On October 6, 2004, IBM announced that Version 6 of its WebSphere Application Server (WAS) will ship soon. This new J2EE WAS is designed to protect applications from server downtime and boost enterprise efforts to build a Service-Oriented Architecture (SOA).
WebSphere, as an IBM brand, consists of many pieces of middleware and individual application products. The WAS is the piece of the puzzle that integrates these various offerings and delivers them across the Internet. It's the software engine that serves the applications to the user.
Flavors of WAS
IBM sells the WAS in a number of different flavors, based upon the requirements of the customers and the hosting operating system. These include WebSphere Application Server - Express, which is a scaled-down version for the small and medium business customer, and the WebSphere Application Server for z/OS, which is optimized for the zSeries computers. As a part of its announcement, IBM said that WAS - Express V6 is also being finalized for release.
Features of WAS V6
One of the touted features of the WAS V6 is its ability to automatically detect network problems and network power failures and save the associated business transactions that are in process. It can then immediately redirect that data to a designated failover server as needed. That failover server could be at the same data center or, in a more serious power failure or disaster, at a completely different location. This is an increasingly important requirement for the technology of Web application serving as the nature of the Internet becomes more complex.
WAS V6 is also designed to take advantage of a number of IBM's autonomic computing advancements. As a result, it can better self-manage IT infrastructures, enabling self-configuration, healing, and optimization. IBM says that by taking care of many of the increasingly complex management requirements of IT systems, this autonomic computing model allows companies to better focus their resources on business matters.
A new feature of the WAS V6 is a wizards-based, drag-and-drop environment that automates the most common and tedious steps of application development and deployment. IBM says that the new version also provides better scaling so that more concurrent users can access any application being served by the WAS.
New Standards Supported
WAS V6 supports the latest in Web services security standards: WS-Security authenticates communications, and WS-Transactions ensures that Web services transactions are consistently delivered. Additionally, V6 supports the WS-I Basic Profile 1.1 for development of interoperable Web services that support the integration of multiple Web services solutions.
Additionally, because WAS V6 is a cross-platform Web application server that runs on 30 operating system platforms, it will be useable on more platforms than any other in the industry.
Driving Down Cost with SOAs
SOAs are collections of interconnected business functions, processes, and services that can be mixed and matched on the fly--through reusable, industry-standard software components rather than "silo-ed," manually coded ones. This architected "widget" approach enables businesses to work faster and more efficiently and to integrate their applications and data with those of their customers, partners, and suppliers.

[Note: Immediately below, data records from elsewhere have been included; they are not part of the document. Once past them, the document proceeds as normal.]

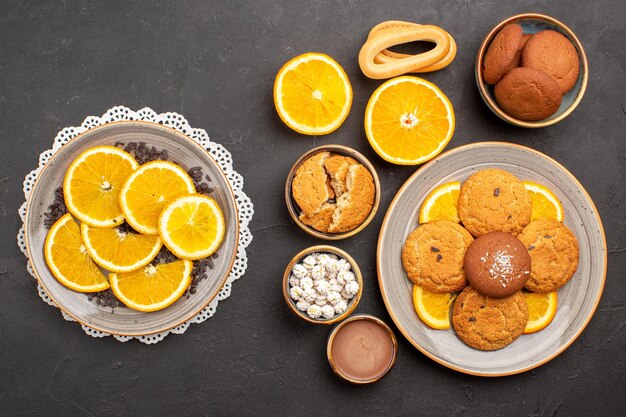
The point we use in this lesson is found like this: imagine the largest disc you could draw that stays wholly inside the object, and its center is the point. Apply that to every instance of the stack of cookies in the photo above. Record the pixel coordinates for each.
(530, 72)
(495, 255)
(335, 193)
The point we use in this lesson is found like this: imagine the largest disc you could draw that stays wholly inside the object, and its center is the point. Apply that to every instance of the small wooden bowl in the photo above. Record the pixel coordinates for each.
(323, 249)
(331, 338)
(294, 210)
(532, 23)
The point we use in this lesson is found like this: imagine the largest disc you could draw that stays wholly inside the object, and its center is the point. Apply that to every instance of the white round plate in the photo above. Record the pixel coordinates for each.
(577, 299)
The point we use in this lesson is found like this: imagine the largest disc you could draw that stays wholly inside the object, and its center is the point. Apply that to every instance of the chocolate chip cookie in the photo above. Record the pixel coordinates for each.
(433, 253)
(487, 323)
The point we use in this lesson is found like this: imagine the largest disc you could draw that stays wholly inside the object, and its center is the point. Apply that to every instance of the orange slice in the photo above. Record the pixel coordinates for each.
(545, 204)
(92, 184)
(117, 250)
(541, 310)
(68, 259)
(441, 204)
(151, 188)
(192, 227)
(312, 94)
(154, 287)
(433, 308)
(408, 120)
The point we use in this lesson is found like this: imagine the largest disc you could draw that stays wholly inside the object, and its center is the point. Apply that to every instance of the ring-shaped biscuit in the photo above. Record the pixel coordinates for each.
(387, 56)
(386, 39)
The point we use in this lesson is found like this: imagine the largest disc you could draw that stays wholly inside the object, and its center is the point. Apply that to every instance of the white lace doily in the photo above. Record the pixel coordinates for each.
(223, 158)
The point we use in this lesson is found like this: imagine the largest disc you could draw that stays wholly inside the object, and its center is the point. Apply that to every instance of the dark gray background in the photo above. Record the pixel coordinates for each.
(215, 62)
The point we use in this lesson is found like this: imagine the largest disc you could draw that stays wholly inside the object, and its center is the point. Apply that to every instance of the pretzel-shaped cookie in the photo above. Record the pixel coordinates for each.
(387, 56)
(377, 62)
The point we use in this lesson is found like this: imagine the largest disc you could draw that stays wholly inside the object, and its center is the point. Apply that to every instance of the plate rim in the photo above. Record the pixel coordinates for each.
(222, 280)
(386, 220)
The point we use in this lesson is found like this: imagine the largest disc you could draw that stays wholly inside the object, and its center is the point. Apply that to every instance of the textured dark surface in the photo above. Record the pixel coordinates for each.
(215, 62)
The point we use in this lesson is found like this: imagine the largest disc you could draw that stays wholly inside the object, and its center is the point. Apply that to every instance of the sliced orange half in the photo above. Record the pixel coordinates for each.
(409, 120)
(92, 184)
(68, 259)
(433, 308)
(541, 310)
(441, 204)
(149, 189)
(545, 204)
(154, 287)
(192, 227)
(312, 94)
(118, 250)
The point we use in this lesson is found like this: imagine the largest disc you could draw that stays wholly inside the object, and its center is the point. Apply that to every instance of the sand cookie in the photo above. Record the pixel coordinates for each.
(309, 187)
(337, 168)
(356, 201)
(321, 219)
(553, 249)
(503, 53)
(487, 323)
(433, 253)
(493, 200)
(528, 94)
(554, 54)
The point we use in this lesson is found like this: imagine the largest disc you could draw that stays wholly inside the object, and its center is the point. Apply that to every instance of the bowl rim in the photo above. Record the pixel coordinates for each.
(357, 317)
(490, 101)
(222, 280)
(323, 249)
(345, 151)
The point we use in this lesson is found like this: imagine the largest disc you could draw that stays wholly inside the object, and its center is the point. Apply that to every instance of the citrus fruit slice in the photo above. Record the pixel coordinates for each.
(408, 120)
(312, 94)
(541, 310)
(68, 259)
(119, 249)
(151, 188)
(545, 204)
(441, 204)
(153, 287)
(433, 308)
(92, 184)
(192, 227)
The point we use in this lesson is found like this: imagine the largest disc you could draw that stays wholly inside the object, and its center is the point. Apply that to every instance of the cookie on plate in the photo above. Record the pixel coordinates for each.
(433, 253)
(487, 323)
(309, 186)
(497, 264)
(494, 200)
(553, 249)
(528, 94)
(356, 201)
(503, 53)
(554, 54)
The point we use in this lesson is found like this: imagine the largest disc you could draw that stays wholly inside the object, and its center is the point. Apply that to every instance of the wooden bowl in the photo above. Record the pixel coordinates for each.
(532, 23)
(323, 249)
(331, 338)
(294, 210)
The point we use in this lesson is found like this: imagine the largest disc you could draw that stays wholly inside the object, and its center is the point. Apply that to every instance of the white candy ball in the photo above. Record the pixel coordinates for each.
(328, 311)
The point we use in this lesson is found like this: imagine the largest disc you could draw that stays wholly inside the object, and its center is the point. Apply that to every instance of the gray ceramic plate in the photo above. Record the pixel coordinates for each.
(577, 300)
(124, 321)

IBM says that WAS V6 is better designed to more easily integrate with customers' existing systems, regardless of the underlying technology. It allows customers to grow from a single Web service to an enterprise-wide SOA deployment.
A key architectural component of any SOA is an Enterprise Service Bus (ESB), which provides the connection infrastructure for business transactions to flow from application to application in an SOA. According to IBM, WAS V6 significantly simplifies the task of connecting WebSphere applications to an ESB. The release features new messaging capability that performs faster than previous versions and integrates seamlessly with the existing IT infrastructure.
Thomas M. Stockwell is Editor in Chief of MC Press Online, LP.